I write too often in praise of South Park. It is, for the most part a pointlessly crude and occasionally cruel comedy that can too easily be interpreted as an exercise in cynical, nihilistic selfish Americanism. So there’s that.
But, you know, when Parker and Stone want to do something interesting, they really do it. And that is why I find myself consistently wanting to chronicle what makes South Park a truly unique television program. Last week’s episode “Jewpacabra” is just the latest in the program’s intermittent efforts to use their medium to introduce otherwise silenced elements of society and culture into the public sphere. Though packaged in exactly the sort of silliness and Jew jokiness that the title implies, the episode actually features one of the most interesting and, dare I say, authentic discussions of Judaism I can ever remember on TV.
If you’ll allow me to generalize – an ironic courtesy to grant, given what I’m about to say – most television discussions of Jewish life and thought have focused on facile, often Christianized understandings of what it means to be Jewish in America. By far, the most common topic is that of intermarriage which, though important both religiously and culturally, is in fact a rejection of traditional Judaism. Programs from Bridget Loves Bernie to thirtysomehing to The OC have devoted lots of time to discussing how Judaism can or can’t be blended into secular (but really, secular-Christian) American society. These issues are well worth debating, considering and even theorizing. But they are not discussions of Judaism itself and certainly do not engage with the religion on its own terms.
Yet, somehow, South Park puts forth just this sort of debate, and in an episode in which Cartman makes up a monster called a “Jewpacabra” in an inscrutable scheme to win an Easter egg hunt, no less. The plot is not of central importance and I’ll spare you the semi-sensical details. Suffice to say, Cartman ends up in Egypt on the night leading to the Jews’ exodus from slavery and escape from the Pharaoh. In a truly interesting TV moment, Cartman asks Kyle how he can be sure that the Pharaoh won’t change his mind, let the Jews go and thus spare the Egyptians the final and most gruesome plague – the death of all first born males. Kyle, more or less accurately, responds that G-d has “hardened” Pharaoh’s heart, thus ensuring that he won’t change his mind. Cartman is taken aback, wondering how G-d could do such an unfair thing and exclaiming that it cannot be true because “G-d is not a dick.”
Now, the word “hardened” is not quite right here as the verse Kyle is referring to (Exodus 9:12) uses the Hebrew “Khazek,” which really means strengthened- a far from trivial difference. However, Cartman’s question is an excellent one that is debated throughout Jewish texts from the Talmud to today. How and why can G-d, who Jews believe prizes the free will of humanity, take an action that at the very least compromises Pharoah’s ability to do what he wants? There are a lot of answers and South Park doesn’t really offer any of them; this is perhaps too much to ask. I, for one, would argue that strengthening one’s will is something we often ask for help with and that does not, in general, mark a compromise of freedom.

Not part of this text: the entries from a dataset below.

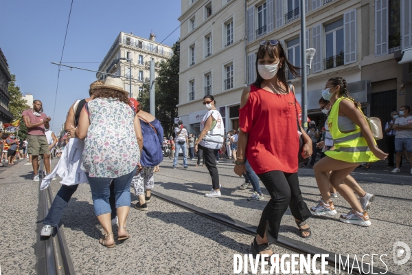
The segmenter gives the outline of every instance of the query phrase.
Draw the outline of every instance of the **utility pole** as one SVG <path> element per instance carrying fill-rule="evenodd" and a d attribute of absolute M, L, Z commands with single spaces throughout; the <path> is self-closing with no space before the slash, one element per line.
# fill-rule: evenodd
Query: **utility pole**
<path fill-rule="evenodd" d="M 308 81 L 306 79 L 306 23 L 305 18 L 305 0 L 300 1 L 301 13 L 301 64 L 302 76 L 302 127 L 308 129 Z"/>
<path fill-rule="evenodd" d="M 154 60 L 150 60 L 150 114 L 153 116 L 156 116 L 156 111 L 154 109 Z"/>

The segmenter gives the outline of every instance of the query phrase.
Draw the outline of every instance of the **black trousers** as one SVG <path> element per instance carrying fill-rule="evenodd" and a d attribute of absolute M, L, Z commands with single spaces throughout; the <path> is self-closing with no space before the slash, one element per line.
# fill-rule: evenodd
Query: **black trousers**
<path fill-rule="evenodd" d="M 211 177 L 211 185 L 214 189 L 219 189 L 219 172 L 216 166 L 216 153 L 218 149 L 211 149 L 210 148 L 203 147 L 201 144 L 198 145 L 198 148 L 203 151 L 203 157 L 205 158 L 205 164 L 209 173 Z"/>
<path fill-rule="evenodd" d="M 387 135 L 387 147 L 388 148 L 388 165 L 394 166 L 393 155 L 395 154 L 395 136 Z"/>
<path fill-rule="evenodd" d="M 302 197 L 297 173 L 273 170 L 258 177 L 269 192 L 271 200 L 262 212 L 257 233 L 263 238 L 266 230 L 268 243 L 272 244 L 277 240 L 282 217 L 288 206 L 293 217 L 301 221 L 309 219 L 312 214 Z"/>

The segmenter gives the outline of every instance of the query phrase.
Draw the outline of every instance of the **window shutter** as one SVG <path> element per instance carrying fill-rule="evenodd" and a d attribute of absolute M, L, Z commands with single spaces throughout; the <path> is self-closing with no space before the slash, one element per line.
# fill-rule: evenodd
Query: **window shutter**
<path fill-rule="evenodd" d="M 276 28 L 279 29 L 283 25 L 283 1 L 284 0 L 275 0 L 275 10 L 276 10 Z"/>
<path fill-rule="evenodd" d="M 412 47 L 412 0 L 403 0 L 401 22 L 402 39 L 403 41 L 402 49 Z"/>
<path fill-rule="evenodd" d="M 343 14 L 343 33 L 345 64 L 353 63 L 356 62 L 356 9 Z"/>
<path fill-rule="evenodd" d="M 309 49 L 310 47 L 309 47 L 309 30 L 306 30 L 306 50 Z M 304 58 L 304 62 L 302 63 L 302 66 L 305 66 L 306 67 L 306 75 L 308 76 L 309 75 L 309 66 L 306 66 L 306 58 L 305 57 Z"/>
<path fill-rule="evenodd" d="M 375 56 L 388 53 L 388 1 L 375 0 Z"/>
<path fill-rule="evenodd" d="M 271 32 L 273 30 L 273 0 L 266 1 L 266 8 L 268 12 L 267 32 Z"/>
<path fill-rule="evenodd" d="M 313 57 L 312 72 L 317 73 L 322 70 L 322 24 L 319 24 L 312 29 L 313 36 L 313 47 L 316 53 Z"/>
<path fill-rule="evenodd" d="M 305 0 L 305 14 L 309 12 L 309 5 L 308 4 L 309 0 Z"/>
<path fill-rule="evenodd" d="M 321 8 L 322 6 L 321 0 L 312 0 L 312 10 Z"/>
<path fill-rule="evenodd" d="M 251 53 L 248 56 L 248 64 L 249 64 L 249 85 L 250 85 L 256 80 L 255 75 L 255 62 L 256 56 L 254 52 Z"/>
<path fill-rule="evenodd" d="M 247 40 L 251 42 L 255 40 L 255 6 L 252 6 L 247 10 L 248 14 L 248 36 Z"/>

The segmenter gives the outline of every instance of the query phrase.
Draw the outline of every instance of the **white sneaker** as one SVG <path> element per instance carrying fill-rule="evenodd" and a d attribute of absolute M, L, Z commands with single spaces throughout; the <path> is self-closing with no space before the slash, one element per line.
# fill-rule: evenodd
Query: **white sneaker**
<path fill-rule="evenodd" d="M 371 207 L 371 204 L 375 199 L 375 195 L 369 193 L 366 193 L 363 197 L 360 199 L 360 206 L 362 209 L 367 210 Z"/>
<path fill-rule="evenodd" d="M 117 218 L 117 216 L 112 219 L 112 226 L 113 226 L 115 224 L 119 226 L 119 218 Z"/>
<path fill-rule="evenodd" d="M 212 190 L 209 194 L 205 195 L 205 197 L 220 197 L 221 195 L 220 191 L 216 191 L 216 190 Z"/>
<path fill-rule="evenodd" d="M 345 223 L 356 224 L 360 226 L 369 226 L 371 225 L 371 221 L 369 221 L 366 211 L 363 211 L 363 214 L 359 214 L 355 210 L 352 210 L 347 214 L 342 214 L 339 221 Z"/>
<path fill-rule="evenodd" d="M 45 236 L 52 236 L 52 234 L 53 234 L 53 226 L 43 226 L 43 228 L 41 229 L 41 231 L 40 232 L 40 235 Z"/>

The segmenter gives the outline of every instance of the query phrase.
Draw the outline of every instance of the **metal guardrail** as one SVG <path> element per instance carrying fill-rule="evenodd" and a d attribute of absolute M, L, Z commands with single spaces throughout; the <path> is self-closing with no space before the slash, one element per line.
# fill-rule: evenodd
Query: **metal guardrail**
<path fill-rule="evenodd" d="M 40 174 L 41 184 L 43 178 L 44 168 L 44 161 L 42 160 L 41 170 L 39 169 L 39 173 L 41 172 Z M 50 186 L 40 192 L 39 199 L 41 198 L 41 207 L 39 207 L 39 214 L 43 220 L 49 212 L 54 197 Z M 39 223 L 38 226 L 38 228 L 41 228 L 42 223 Z M 43 258 L 43 261 L 38 261 L 38 259 L 37 268 L 38 274 L 47 275 L 75 274 L 74 267 L 70 257 L 65 234 L 60 226 L 59 225 L 59 226 L 54 228 L 53 234 L 49 237 L 40 238 L 40 243 L 38 243 L 40 245 L 38 246 L 41 250 L 39 254 L 42 254 L 42 252 L 44 252 L 43 254 L 45 258 Z"/>

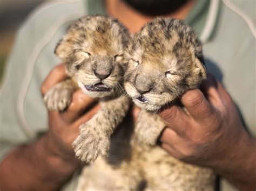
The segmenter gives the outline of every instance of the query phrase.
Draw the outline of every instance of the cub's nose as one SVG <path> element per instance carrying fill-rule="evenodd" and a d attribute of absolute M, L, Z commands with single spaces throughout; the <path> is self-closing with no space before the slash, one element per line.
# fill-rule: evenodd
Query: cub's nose
<path fill-rule="evenodd" d="M 137 75 L 135 77 L 134 86 L 141 95 L 150 92 L 153 89 L 154 82 L 150 77 L 142 75 Z"/>
<path fill-rule="evenodd" d="M 107 77 L 109 76 L 111 73 L 111 72 L 94 72 L 94 74 L 95 74 L 95 75 L 98 78 L 99 78 L 100 80 L 104 80 L 106 79 Z"/>

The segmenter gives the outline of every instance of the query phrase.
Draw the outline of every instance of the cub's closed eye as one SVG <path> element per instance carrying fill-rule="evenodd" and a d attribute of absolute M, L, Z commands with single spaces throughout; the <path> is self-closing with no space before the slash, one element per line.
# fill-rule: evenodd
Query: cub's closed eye
<path fill-rule="evenodd" d="M 165 72 L 165 76 L 169 77 L 172 75 L 178 75 L 178 73 L 175 71 L 169 70 Z"/>
<path fill-rule="evenodd" d="M 133 64 L 134 67 L 137 67 L 139 65 L 139 61 L 138 60 L 135 60 L 134 59 L 131 59 L 130 61 L 131 64 Z"/>
<path fill-rule="evenodd" d="M 123 54 L 117 54 L 114 55 L 114 61 L 119 62 L 123 60 Z"/>
<path fill-rule="evenodd" d="M 81 67 L 81 65 L 77 65 L 76 66 L 75 66 L 76 69 L 79 69 Z"/>

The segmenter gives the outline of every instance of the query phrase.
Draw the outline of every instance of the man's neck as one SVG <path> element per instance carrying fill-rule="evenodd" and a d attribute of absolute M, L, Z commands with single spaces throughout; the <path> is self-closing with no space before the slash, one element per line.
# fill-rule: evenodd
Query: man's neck
<path fill-rule="evenodd" d="M 139 31 L 147 22 L 155 17 L 146 16 L 138 12 L 122 0 L 105 0 L 108 15 L 116 17 L 124 24 L 133 34 Z M 164 17 L 184 19 L 194 5 L 195 0 L 188 1 L 180 8 L 170 13 L 159 15 Z"/>

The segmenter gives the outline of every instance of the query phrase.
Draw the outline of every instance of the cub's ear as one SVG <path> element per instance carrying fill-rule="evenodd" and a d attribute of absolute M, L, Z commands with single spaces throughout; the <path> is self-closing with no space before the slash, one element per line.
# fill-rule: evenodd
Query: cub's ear
<path fill-rule="evenodd" d="M 63 61 L 65 62 L 72 53 L 72 47 L 71 41 L 69 37 L 67 35 L 64 36 L 58 43 L 54 53 Z"/>

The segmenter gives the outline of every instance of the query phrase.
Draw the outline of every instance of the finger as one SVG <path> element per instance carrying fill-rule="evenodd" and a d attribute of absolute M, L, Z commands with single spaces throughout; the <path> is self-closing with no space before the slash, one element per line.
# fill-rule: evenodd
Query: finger
<path fill-rule="evenodd" d="M 61 114 L 61 117 L 65 122 L 72 123 L 96 101 L 96 100 L 85 95 L 79 89 L 73 94 L 71 103 L 67 110 Z"/>
<path fill-rule="evenodd" d="M 88 121 L 91 119 L 95 114 L 96 114 L 100 109 L 100 105 L 99 104 L 97 104 L 90 111 L 80 117 L 77 121 L 76 121 L 74 122 L 74 126 L 76 127 L 79 127 L 82 124 L 87 122 Z"/>
<path fill-rule="evenodd" d="M 183 135 L 188 131 L 189 118 L 184 111 L 177 105 L 172 105 L 160 112 L 167 126 L 174 130 L 179 135 Z"/>
<path fill-rule="evenodd" d="M 177 134 L 171 128 L 165 128 L 161 135 L 160 141 L 162 143 L 170 144 L 171 140 L 176 136 L 177 136 Z"/>
<path fill-rule="evenodd" d="M 181 96 L 181 101 L 196 121 L 207 119 L 214 112 L 213 108 L 198 89 L 186 92 Z"/>
<path fill-rule="evenodd" d="M 68 77 L 65 70 L 65 65 L 63 63 L 55 66 L 46 77 L 41 86 L 43 95 L 51 87 Z"/>
<path fill-rule="evenodd" d="M 139 115 L 139 113 L 140 110 L 141 109 L 137 107 L 134 107 L 132 108 L 132 114 L 133 122 L 136 122 L 138 119 L 138 115 Z"/>

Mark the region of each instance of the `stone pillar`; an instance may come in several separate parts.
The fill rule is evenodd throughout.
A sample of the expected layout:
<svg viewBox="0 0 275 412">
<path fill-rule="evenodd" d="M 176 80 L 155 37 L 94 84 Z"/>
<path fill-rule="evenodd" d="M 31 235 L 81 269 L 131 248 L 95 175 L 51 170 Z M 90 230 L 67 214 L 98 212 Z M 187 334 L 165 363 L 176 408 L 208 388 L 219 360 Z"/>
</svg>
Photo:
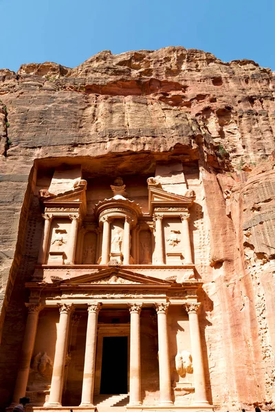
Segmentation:
<svg viewBox="0 0 275 412">
<path fill-rule="evenodd" d="M 130 264 L 130 223 L 131 218 L 126 217 L 123 237 L 123 264 Z"/>
<path fill-rule="evenodd" d="M 137 264 L 137 227 L 134 227 L 132 229 L 132 242 L 131 242 L 131 251 L 133 262 L 135 264 Z"/>
<path fill-rule="evenodd" d="M 162 233 L 162 219 L 163 215 L 157 215 L 153 220 L 155 222 L 155 258 L 156 264 L 164 264 L 164 245 L 163 241 L 163 233 Z"/>
<path fill-rule="evenodd" d="M 12 404 L 18 404 L 19 399 L 25 396 L 30 361 L 36 336 L 39 312 L 43 308 L 38 304 L 25 304 L 25 306 L 28 310 L 28 314 Z"/>
<path fill-rule="evenodd" d="M 96 229 L 96 264 L 98 263 L 98 259 L 101 256 L 101 235 L 102 235 L 102 229 L 101 227 L 98 227 Z"/>
<path fill-rule="evenodd" d="M 142 404 L 140 374 L 140 311 L 142 304 L 129 304 L 131 314 L 130 332 L 130 402 Z"/>
<path fill-rule="evenodd" d="M 107 217 L 102 219 L 103 222 L 103 234 L 100 264 L 107 264 L 109 262 L 109 248 L 110 243 L 110 222 Z"/>
<path fill-rule="evenodd" d="M 173 404 L 170 373 L 169 344 L 166 314 L 169 304 L 155 304 L 157 313 L 159 343 L 160 403 L 164 406 Z"/>
<path fill-rule="evenodd" d="M 88 304 L 85 358 L 80 407 L 94 407 L 98 315 L 102 304 Z"/>
<path fill-rule="evenodd" d="M 77 214 L 69 215 L 69 217 L 72 220 L 72 225 L 67 249 L 67 264 L 74 264 L 79 216 Z"/>
<path fill-rule="evenodd" d="M 194 403 L 196 405 L 207 405 L 206 380 L 204 376 L 204 358 L 202 356 L 201 335 L 197 312 L 200 304 L 187 303 L 184 306 L 189 317 L 190 339 L 191 341 L 192 359 L 195 385 Z"/>
<path fill-rule="evenodd" d="M 45 264 L 46 260 L 46 254 L 47 245 L 49 243 L 50 231 L 51 229 L 51 222 L 52 220 L 52 215 L 49 214 L 45 214 L 42 215 L 44 218 L 44 228 L 41 239 L 41 244 L 40 247 L 38 263 L 38 264 Z"/>
<path fill-rule="evenodd" d="M 191 242 L 190 239 L 188 225 L 190 214 L 188 214 L 180 215 L 180 218 L 182 219 L 182 244 L 184 245 L 183 255 L 185 260 L 184 263 L 192 264 L 193 260 L 192 257 Z"/>
<path fill-rule="evenodd" d="M 61 407 L 62 391 L 65 362 L 67 354 L 67 346 L 69 334 L 70 314 L 74 310 L 73 304 L 58 304 L 60 319 L 57 330 L 56 353 L 52 370 L 51 389 L 47 407 Z"/>
</svg>

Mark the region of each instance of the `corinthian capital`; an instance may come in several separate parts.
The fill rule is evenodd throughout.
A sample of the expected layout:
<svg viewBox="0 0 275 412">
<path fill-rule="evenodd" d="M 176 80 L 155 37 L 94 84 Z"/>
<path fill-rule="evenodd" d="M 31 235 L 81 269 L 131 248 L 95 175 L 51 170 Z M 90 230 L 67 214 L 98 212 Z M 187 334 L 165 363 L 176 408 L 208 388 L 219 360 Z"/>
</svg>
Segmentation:
<svg viewBox="0 0 275 412">
<path fill-rule="evenodd" d="M 197 313 L 199 310 L 199 308 L 201 306 L 199 302 L 190 302 L 186 303 L 184 305 L 184 308 L 186 310 L 187 313 Z"/>
<path fill-rule="evenodd" d="M 153 217 L 153 220 L 154 222 L 155 222 L 156 220 L 162 220 L 163 218 L 164 218 L 163 214 L 155 215 Z"/>
<path fill-rule="evenodd" d="M 78 219 L 79 219 L 79 215 L 78 214 L 69 215 L 69 218 L 71 219 L 72 221 L 73 221 L 73 220 L 78 220 Z"/>
<path fill-rule="evenodd" d="M 142 304 L 128 304 L 130 313 L 140 313 Z"/>
<path fill-rule="evenodd" d="M 69 314 L 74 310 L 74 304 L 57 304 L 57 306 L 59 308 L 60 313 L 67 313 Z"/>
<path fill-rule="evenodd" d="M 169 302 L 167 302 L 166 304 L 155 304 L 155 310 L 157 314 L 159 314 L 159 313 L 166 314 L 169 305 Z"/>
<path fill-rule="evenodd" d="M 88 312 L 98 313 L 98 312 L 101 309 L 102 306 L 102 304 L 100 303 L 88 304 Z"/>
<path fill-rule="evenodd" d="M 183 220 L 189 220 L 190 213 L 185 213 L 184 214 L 180 214 L 179 217 L 182 219 L 182 222 Z"/>
<path fill-rule="evenodd" d="M 40 304 L 25 304 L 29 313 L 39 312 L 44 306 Z"/>
<path fill-rule="evenodd" d="M 45 220 L 52 220 L 52 214 L 50 213 L 45 213 L 44 214 L 42 214 L 42 217 Z"/>
</svg>

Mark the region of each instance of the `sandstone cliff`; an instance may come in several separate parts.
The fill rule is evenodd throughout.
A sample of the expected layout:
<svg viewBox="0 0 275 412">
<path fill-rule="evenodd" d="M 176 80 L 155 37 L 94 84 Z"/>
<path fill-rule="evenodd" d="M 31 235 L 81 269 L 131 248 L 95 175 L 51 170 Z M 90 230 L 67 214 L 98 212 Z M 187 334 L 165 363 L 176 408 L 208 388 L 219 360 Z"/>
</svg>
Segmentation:
<svg viewBox="0 0 275 412">
<path fill-rule="evenodd" d="M 217 409 L 274 409 L 274 84 L 270 69 L 253 61 L 225 63 L 184 47 L 104 51 L 74 69 L 0 70 L 1 407 L 41 233 L 29 213 L 38 164 L 81 157 L 88 165 L 92 157 L 100 174 L 104 157 L 109 174 L 150 171 L 156 160 L 198 162 L 209 393 Z"/>
</svg>

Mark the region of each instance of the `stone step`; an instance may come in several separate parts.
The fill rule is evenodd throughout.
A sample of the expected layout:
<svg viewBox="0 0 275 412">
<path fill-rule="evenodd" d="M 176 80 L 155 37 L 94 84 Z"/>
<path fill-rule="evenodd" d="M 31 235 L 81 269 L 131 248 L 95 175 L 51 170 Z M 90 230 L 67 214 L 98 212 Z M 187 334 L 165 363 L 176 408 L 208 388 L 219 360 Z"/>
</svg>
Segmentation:
<svg viewBox="0 0 275 412">
<path fill-rule="evenodd" d="M 127 393 L 121 395 L 98 395 L 94 398 L 94 403 L 98 412 L 125 412 L 126 405 L 129 404 L 129 396 Z"/>
</svg>

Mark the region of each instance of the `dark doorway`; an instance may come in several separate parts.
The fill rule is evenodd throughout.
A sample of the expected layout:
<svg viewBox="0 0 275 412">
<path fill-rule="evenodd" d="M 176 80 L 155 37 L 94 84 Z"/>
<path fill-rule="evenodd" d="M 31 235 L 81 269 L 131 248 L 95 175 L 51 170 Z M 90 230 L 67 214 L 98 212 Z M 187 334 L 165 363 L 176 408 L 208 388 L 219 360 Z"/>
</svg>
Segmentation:
<svg viewBox="0 0 275 412">
<path fill-rule="evenodd" d="M 100 393 L 127 393 L 128 338 L 103 338 Z"/>
</svg>

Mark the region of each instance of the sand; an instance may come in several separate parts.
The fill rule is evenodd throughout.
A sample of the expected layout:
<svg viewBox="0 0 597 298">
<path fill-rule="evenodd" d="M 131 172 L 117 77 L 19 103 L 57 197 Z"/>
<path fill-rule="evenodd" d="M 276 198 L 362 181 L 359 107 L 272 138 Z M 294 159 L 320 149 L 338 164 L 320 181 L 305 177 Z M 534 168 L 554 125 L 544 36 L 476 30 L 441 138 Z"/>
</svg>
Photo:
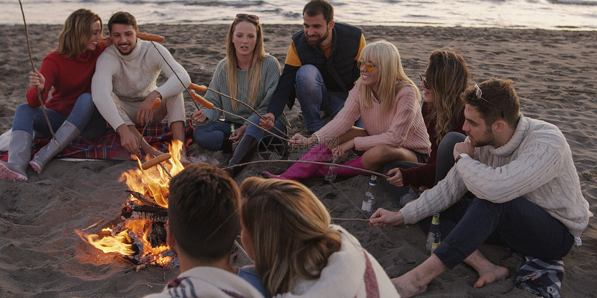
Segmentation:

But, in any case, Cartman does pose a serious question and one that I believe forces the conscientious observer to embrace one fundamental truth about Judaism: the Jewish G-d is not, in fact, a perfect model of liberal Western thinking. Why G-d should be is a bit of a mystery to me, but most televisual portrayals of the religion tend to point in just that direction. Little if any attention is paid to the admittedly irrational (Judaism rejects the idea that irrationality is inherently bad) strictures of the religion, in favor of the very real elements of Judaism that focus on universality, social justice etc. But, in the long run, Judaism does not believe in a G-d we can all agree about. This is one of the many (and perhaps the best) reason there are only 14 million of us on earth. Cartman, throughout the episode, comes to see that the Jewish understanding of G-d is a complex one that does not match nearly so well with Christianity as defenders of our “Judeo-Christian Culture” would like to think.
Parker and Stone perhaps seem to have a problem with Judaism’s embrace of the possibility that G-d can seem to be acting like a “dick.” And that’s fine by me. They have every right to say what does and doesn’t make sense to them about my religion or anyone else’s. What’s important is that they make some effort to understand what the religion in question actually says. Now, I’m not about to recommend them for a scholarship in Talmudic Law Studies. They have missed as much as they have found in their exegetic egg hunt. However, they get a B+ for effort – better than most other TV, and quite impressive for television producers so often noted for laziness and cynicism.